Glass fing an zu kichern und sah Randall an. »Mr Finch, verstehen Sie, was Ihr Verteidiger da gerade versucht?«
»Ja.«
»Hat Ihr Verteidiger Sie über die Folgen dieses Schritts hinreichend aufgeklärt?«
»Ja.«
»Wenn ich Ihr Geständnis zulasse, verzichten Sie auf Ihr von der Verfassung garantiertes Recht, dass Ihr Fall vor einem Geschworenengericht verhandelt wird. Sind Sie sich darüber im Klaren?«
»Ja.«
Richter Glass ließ sich auf seinem Stuhl zurücksinken und fuhr sich mit den Fingern durch das schneeweiße Haar. Er dachte angestrengt nach. Nachdem einige Minuten verstrichen waren, beugte er sich wieder vor.

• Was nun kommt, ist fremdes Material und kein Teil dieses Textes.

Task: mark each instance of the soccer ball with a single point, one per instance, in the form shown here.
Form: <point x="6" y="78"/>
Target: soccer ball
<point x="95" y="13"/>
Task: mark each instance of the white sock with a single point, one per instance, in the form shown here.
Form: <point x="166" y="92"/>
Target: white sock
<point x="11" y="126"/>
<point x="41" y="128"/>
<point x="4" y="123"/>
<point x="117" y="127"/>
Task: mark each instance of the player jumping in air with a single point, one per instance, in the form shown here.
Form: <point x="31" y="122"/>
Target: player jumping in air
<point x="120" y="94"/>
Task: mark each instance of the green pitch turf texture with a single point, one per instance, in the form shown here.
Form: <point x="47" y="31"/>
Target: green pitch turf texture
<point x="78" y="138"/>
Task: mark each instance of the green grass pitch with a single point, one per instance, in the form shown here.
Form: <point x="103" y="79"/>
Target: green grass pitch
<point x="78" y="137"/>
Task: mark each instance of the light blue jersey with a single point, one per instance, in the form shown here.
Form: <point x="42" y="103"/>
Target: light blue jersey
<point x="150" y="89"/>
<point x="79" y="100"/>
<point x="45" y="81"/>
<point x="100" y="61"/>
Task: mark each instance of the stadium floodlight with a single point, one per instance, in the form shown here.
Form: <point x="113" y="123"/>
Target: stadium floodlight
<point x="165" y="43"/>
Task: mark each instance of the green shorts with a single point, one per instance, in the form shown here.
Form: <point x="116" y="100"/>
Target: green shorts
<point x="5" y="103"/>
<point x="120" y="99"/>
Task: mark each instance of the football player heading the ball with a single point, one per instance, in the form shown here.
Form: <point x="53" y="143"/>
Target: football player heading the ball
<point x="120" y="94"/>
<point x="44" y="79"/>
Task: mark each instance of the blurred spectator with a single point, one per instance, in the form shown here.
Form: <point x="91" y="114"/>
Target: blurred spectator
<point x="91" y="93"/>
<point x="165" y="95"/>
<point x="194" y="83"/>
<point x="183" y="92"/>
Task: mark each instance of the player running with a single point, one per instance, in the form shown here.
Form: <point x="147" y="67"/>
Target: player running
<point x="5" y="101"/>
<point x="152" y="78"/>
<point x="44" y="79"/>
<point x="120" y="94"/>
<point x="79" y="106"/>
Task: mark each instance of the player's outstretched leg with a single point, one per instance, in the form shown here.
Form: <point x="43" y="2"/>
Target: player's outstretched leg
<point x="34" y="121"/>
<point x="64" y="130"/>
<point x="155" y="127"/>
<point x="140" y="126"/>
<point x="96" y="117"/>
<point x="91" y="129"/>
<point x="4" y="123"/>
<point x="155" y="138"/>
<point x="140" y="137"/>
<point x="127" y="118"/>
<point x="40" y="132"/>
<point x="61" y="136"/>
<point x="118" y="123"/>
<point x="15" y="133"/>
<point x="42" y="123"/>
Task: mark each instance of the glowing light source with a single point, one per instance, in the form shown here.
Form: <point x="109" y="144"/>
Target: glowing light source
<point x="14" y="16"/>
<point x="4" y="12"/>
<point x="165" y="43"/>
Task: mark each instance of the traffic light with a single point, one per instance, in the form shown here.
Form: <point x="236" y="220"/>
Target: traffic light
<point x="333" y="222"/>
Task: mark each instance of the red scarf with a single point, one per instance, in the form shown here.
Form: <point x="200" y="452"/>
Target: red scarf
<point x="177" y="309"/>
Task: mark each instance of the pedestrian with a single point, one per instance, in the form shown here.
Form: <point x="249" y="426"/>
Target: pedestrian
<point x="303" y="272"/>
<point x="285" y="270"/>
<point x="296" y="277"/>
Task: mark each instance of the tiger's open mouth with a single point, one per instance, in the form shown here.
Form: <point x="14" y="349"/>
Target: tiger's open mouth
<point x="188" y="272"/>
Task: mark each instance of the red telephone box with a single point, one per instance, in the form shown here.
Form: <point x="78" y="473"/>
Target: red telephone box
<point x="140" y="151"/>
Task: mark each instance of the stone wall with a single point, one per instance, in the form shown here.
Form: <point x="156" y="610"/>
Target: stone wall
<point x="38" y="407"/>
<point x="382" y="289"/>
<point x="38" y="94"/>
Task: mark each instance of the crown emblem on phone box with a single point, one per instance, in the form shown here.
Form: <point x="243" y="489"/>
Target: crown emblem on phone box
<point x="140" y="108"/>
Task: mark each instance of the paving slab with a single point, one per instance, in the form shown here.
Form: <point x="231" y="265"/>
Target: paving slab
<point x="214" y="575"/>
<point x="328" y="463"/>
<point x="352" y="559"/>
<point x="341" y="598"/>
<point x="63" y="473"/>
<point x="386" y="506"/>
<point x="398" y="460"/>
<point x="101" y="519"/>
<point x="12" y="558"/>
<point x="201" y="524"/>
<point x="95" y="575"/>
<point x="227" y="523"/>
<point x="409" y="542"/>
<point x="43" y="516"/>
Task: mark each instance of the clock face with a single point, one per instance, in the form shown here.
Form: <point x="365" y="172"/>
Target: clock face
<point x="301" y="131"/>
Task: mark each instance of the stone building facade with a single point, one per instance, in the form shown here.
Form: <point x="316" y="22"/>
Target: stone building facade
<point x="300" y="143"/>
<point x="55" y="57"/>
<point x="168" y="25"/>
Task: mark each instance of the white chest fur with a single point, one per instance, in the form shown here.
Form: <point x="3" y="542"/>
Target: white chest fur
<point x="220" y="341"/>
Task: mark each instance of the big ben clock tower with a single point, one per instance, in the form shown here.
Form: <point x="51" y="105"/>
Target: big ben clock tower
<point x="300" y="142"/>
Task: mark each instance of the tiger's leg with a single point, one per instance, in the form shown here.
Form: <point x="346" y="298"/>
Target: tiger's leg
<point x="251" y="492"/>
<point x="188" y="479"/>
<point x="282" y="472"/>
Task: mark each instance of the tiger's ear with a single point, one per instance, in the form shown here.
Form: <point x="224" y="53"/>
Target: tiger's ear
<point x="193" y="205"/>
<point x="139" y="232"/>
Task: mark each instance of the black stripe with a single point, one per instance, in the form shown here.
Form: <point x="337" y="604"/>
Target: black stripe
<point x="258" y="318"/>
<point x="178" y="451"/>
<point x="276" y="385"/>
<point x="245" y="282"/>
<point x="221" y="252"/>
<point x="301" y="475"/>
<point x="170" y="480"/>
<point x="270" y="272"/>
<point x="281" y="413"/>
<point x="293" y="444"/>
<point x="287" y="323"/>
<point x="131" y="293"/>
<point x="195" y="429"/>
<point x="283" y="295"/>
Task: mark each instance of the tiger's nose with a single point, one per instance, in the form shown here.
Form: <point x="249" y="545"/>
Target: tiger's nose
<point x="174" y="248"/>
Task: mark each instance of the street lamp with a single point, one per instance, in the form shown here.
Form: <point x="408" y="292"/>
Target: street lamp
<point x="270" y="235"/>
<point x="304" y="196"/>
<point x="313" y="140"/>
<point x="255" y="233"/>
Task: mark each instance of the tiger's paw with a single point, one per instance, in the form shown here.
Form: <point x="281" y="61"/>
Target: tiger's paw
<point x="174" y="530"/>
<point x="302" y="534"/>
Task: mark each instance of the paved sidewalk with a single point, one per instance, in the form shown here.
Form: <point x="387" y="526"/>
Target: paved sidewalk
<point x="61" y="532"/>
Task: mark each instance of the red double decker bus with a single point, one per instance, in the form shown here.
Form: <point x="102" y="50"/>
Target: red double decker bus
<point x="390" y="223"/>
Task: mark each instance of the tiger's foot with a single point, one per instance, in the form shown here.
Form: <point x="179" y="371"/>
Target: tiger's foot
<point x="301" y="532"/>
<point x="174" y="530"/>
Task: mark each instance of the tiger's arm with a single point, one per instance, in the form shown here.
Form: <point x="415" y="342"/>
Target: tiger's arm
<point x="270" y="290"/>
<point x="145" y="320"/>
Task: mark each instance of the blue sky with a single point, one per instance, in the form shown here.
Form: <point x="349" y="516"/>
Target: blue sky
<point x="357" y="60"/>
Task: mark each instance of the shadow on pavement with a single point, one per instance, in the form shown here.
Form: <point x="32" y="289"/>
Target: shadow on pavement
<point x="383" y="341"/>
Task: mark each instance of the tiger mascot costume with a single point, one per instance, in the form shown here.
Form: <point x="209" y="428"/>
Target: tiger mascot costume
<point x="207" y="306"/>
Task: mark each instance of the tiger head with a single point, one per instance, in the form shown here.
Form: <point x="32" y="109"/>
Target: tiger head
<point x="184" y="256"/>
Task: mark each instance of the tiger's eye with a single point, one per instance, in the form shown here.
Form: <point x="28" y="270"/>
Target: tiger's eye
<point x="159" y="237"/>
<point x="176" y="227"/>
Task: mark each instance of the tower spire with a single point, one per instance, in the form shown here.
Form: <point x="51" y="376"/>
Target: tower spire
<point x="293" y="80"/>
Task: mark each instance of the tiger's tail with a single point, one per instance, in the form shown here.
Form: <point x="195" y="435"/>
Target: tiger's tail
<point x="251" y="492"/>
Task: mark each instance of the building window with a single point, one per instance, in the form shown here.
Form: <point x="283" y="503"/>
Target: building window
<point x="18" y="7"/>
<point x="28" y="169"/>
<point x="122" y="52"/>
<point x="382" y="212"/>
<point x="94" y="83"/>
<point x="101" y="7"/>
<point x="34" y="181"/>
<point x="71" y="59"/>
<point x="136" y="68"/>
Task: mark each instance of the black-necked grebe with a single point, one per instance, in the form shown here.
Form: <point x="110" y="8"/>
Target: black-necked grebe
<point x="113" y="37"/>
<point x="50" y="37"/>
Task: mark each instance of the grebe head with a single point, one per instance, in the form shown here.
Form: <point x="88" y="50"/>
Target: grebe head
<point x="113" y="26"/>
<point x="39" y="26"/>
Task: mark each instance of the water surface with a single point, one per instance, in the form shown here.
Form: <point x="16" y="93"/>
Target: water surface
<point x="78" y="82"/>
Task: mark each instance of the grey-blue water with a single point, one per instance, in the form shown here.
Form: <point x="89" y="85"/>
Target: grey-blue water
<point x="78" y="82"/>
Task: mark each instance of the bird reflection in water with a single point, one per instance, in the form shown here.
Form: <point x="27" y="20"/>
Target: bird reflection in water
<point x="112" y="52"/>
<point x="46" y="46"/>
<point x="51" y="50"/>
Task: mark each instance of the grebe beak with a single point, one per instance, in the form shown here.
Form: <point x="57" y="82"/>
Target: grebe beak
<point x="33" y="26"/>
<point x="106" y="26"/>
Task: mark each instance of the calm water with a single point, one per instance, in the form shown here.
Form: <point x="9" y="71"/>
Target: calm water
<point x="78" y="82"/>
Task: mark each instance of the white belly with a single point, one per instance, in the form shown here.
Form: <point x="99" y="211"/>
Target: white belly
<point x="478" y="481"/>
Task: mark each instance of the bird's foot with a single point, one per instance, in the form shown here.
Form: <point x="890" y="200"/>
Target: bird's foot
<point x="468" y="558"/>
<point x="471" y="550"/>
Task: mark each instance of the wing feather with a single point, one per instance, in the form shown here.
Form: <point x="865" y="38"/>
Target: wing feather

»Mr Dillard, ich nehme an, dass Sie augenblicklich Rechtsmittel einlegen, wenn ich mich weigere, dieses Geständnis zuzulassen.«
»So ist es, Herr Richter.«
»Und wenn ich das Geständnis zulasse, werden Sie das Gleiche tun, Mr Baker, nicht wahr?«
»Ganz genau.«
»Nun ja, wenn ich schon das Risiko eingehe, einen Fehler zu machen, dann erscheint es mir ratsam, größtmögliche Vorsicht walten zu lassen. Deshalb werde ich Mr Finchs Geständnis nicht zulassen. Legen Sie also Rechtsmittel ein, Mr Dillard. Mit der weiteren Terminplanung befassen wir uns, sobald wir wissen, was das Oberste Gericht zu diesem verfahrensrechtlichen Vorgehen zu sagen hat.«
»Vielen Dank, Herr Richter«, sagte ich. Es hätte ohnehin keinen Sinn gehabt, mich mit ihm herumzustreiten. Außerdem hatte ich auch gar nicht erwartet, dass Richter Glass einem Kindsmörder die Todesstrafe so einfach erlassen würde. Mir genügte es schon, Deacon Bakers belämmertes Gesicht zu sehen. Ich erklärte Randall noch rasch, dass ich gegen diese Entscheidung unverzüglich Widerspruch einlegen würde. Dann wurde er von den Justizbeamten in seine Einzelzelle zurückgebracht. Die übrigen Häftlinge hatten dem Sheriff nämlich ausrichten lassen, dass Randall nicht mal eine Stunde überleben würde, sollte er sich unter seine Mitgefangenen mischen.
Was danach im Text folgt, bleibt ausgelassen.